Experimental animals infected with herpes simplex virus type I (HSV I) develop many features of herpetic infection observed in man including: acute disease (Kastrukoff et al., 1982) , latent infection of the peripheral nervous system (PNS) (Cook and Stevens 1973) , and viral nucleic acid sequences in the central nervous system (CNS) (Cabrera et al. 1980; Rock and Fraser 1983) . Of interest is the ability of HSV I to induce CNS demyelination in mice following peripheral inoculation with virus. The lesions, which are characterized by demyelination, relative preservation of axons, and a mononuclear cell (MNC) infiltrate, were originally identified in Balb/c mice and thought to be restricted to the trigeminal root entry zone (TREZ) of the brainstem (Kristensson et al. 1979; Townsend 1981) . Recent studies however, indicate that other murine strains (A/J, SJL/J, and PL/J) develop multifocal brain demyelination (MBD) following lip inoculation with HSV I (Kastrukoff et al. 1987 . Kastrukoff et al. 1992 ). All three murine strains develop acute stage MBD. This phase is characterized by the sequential appearance of lesions (TREZ > brainstem > cerebellum > cerebral hemispheres) beginning 6 days post-infection (PI) and ending by day 24 PI (Kastrukoff et al. 1992) . In addition, A/J and PL/J mice develop chronic stage MBD where new lesions appear sporadically throughout the brain for up to 8 weeks PI in the former and beyond 28 weeks PI in the latter strain (Kastrukoff et al. 1992) .

Although the mechanisms mediating the development of HSV I induced brain demyelination are not well understood, the sequential spread of virus throughout the brain during the first 12 days PI appears to be a prerequisite for the development of MBD in A/J, SJL/J, and PL/J mice (Kastrukoff et al. 1987; Kastrukoff et al. 1992) . In C57BL/6J mice, virus is limited to the TREZ and MBD does not develop (Kastrukoff et al. 1987) . The presence of virus throughout the brain is not the only factor determining the development of MBD. In Balb/cByJ mice, virus spreads sequentially throughout the brain, with viral titers equal to those found in A/J mice, but demyelination is restricted to the TREZ (Kastrukoff et al. 1987) . The presence of MNCs in the demyelinating lesions suggest that the immune system is also an important factor (Kastrukoff et al. 1989) .

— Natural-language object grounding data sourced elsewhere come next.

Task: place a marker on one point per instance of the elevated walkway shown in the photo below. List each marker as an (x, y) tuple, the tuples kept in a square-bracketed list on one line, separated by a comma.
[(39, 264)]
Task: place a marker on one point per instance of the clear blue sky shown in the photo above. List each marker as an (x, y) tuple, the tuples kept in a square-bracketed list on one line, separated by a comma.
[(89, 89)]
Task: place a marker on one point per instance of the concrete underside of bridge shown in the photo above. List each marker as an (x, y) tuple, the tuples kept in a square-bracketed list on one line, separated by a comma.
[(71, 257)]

This study examines the role of the immune system in limiting viral spread throughout the brain of mice lip inoculated with HSV I and in the development of brain demyelination during the acute phase. HSV I infected immune deficient (nude and beige mice) and immunosuppressed (total body irradiation, cyclophosphamide, cyclosporin A) C57BL/6J mice are used to study the role of the immune system in limiting viral spread. HSV I infected immunosuppressed A/J, SJL/J, and PL/J mice are used to study the role of the immune system in the development of acute phase MBD. HSV I infected immune deficient (nude mice) and immunosuppressed Balb/cByJ mice are used to determine the role of the immune system in the development of acute phase demyelination.

Inbred A/J, Balb/cByJ, C57BL/6J, PL/J, SJL/J, Balb/cByJ (nu/nu), C57BL/6J (nu/nu), .and C57BL/6J (bg/bg) male mice were obtained from Jackson Laboratories, Bar Harbor, ME. All strains were maintained for 14 days prior to use at 10-12 weeks of age.

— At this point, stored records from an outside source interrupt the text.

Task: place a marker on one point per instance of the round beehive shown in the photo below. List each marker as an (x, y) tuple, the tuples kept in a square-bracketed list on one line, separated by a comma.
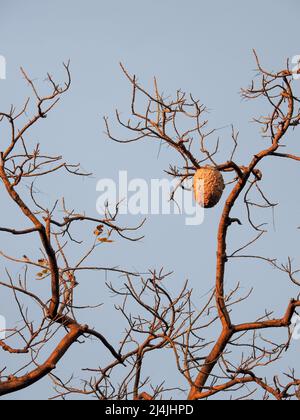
[(208, 186)]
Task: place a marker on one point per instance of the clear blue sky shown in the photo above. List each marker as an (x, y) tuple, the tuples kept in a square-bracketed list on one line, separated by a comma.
[(203, 47)]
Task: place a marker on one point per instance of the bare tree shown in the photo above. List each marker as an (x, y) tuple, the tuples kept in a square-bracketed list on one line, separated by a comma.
[(157, 321)]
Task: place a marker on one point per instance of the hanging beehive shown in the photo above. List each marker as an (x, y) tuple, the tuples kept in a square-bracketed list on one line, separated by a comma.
[(208, 186)]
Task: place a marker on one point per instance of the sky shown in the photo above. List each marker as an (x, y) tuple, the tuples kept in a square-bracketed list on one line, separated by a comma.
[(199, 46)]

HSV I, laboratory strain 2, was used throughout these studies. Virus, propagated on BHK-21 cells and plaque-assayed on CV-1 cells, was lip inoculated as previously described, with all mice receiving the same 149 inoculum (Kastrukoff et al. 1982) . The titer was 1.0 x 107 PFU (plaque forming units) per ml.

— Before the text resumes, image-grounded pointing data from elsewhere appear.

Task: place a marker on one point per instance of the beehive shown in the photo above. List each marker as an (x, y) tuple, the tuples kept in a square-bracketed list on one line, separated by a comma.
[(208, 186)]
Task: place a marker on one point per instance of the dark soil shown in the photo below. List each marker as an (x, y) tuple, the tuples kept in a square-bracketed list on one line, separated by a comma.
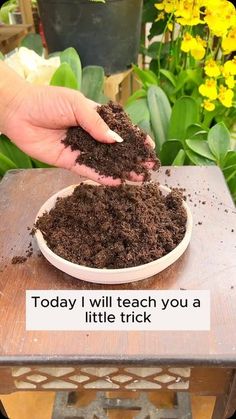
[(118, 159), (114, 227)]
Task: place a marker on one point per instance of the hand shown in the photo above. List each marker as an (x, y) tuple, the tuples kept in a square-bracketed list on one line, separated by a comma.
[(38, 118)]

Groups of 5 mice from each strain (C57BL/6J, Balb/cByJ, A/J, PL/J, SJL/J) immunosuppressed with either total body irradiation (IR) or cyclophosphamide (CY) were killed on day 4 PI. Brain homogenates were obtained by freeze-thawing of tissue 3 times followed by grinding in Ten Broeck glass tissue grinders. Serial dilutions of tissue homogenates were plaque-assayed (Kastrukoff et al. 1982 ).

Irradiation. Groups of 20 mice of each strain (C57BL/6J, Balb/cByJ, A/J, SJL/J, PL/J) were irradiated (IR) with 8 Gy of total body gamma irradiation delivered by a cobalt source one day prior to lip inoculation with HSV I. IR non-infected mice and non-IR HSV I infected mice of each strain served as controls.

Cyclophosphamide. Groups of 20 mice of each of the 5 inbred murine strains received 200 mg/kg of cyclophosphamide (CY) IP 2 days before and 3 days following lip inoculation with HSV. CY treated non-infected mice and non-CY treated HSV I infected mice of each strain served as controls.

Cyclosporin A. Cyclosporin A (CP) was administered i.p. to groups of 20 mice of each of the 5 inbred strains for 2 days prior and 3 days following lip inoculation with HSV I. Drug was administered at 50 mg/kg. CP treated non-infected mice and non-CP treated HSV ! infected mice of each strain served as controls.

Groups of 20 mice from each strain (C57BL/6J (nu/nu), C57BL/6J (bg/bg), Balb/cByJ (nu/nu)) were lip inoculated with HSV I. Non-infected mice from each strain served as controls.

Serum was assayed by solid-phase radioimmunoassay (RIA) for the presence of anti-HSV antibodies as previously described (Kastrukoff et al. 1982) . Plates had been prepared by infection of wells confluent with CV 1 cells with HSV I at a MOI (multiplicity of infection) of 1.0. Following a 2-h incubation, 50 gl 0.15% glutaraldehyde in 0.15 M PBS, pH 7, was added to each well and allowed to incubate for 5 min. Twentyfive/zl 0.3 M glycine-HAS solution (455 mg Na H2PO 4 • H20 , 1.8 g Na2HPO4.7H20 8.2 g NaCI, 800 mg NaN3, distilled H20 to 1 1), pH 6.8, was then added and held for a further 5 min. The cells were then washed repeatedly with HAS + 1% agamma-globulin horse serum. Serum (25 /.d of a 1:2000 dilution) was added in triplicate to wells of a 96-well microtiter plate and removed after 1.5 h. The plates were washed 3 

times and rabbit anti-mouse antisera specific for IgM or IgG were added and incubated for 1.5 h. After washing, radio-iodinated goat anti-rabbit antibodies (32000 cpm per 25/xl) were added and incubated for 1.5 h. After washing, the level of bound radioactivity to the cells was determined in a gamma-counter. Results are expressed as cpm -naive serum. Levels of sensitivity were calculated to be 0.1 ng for both IgM and IgG.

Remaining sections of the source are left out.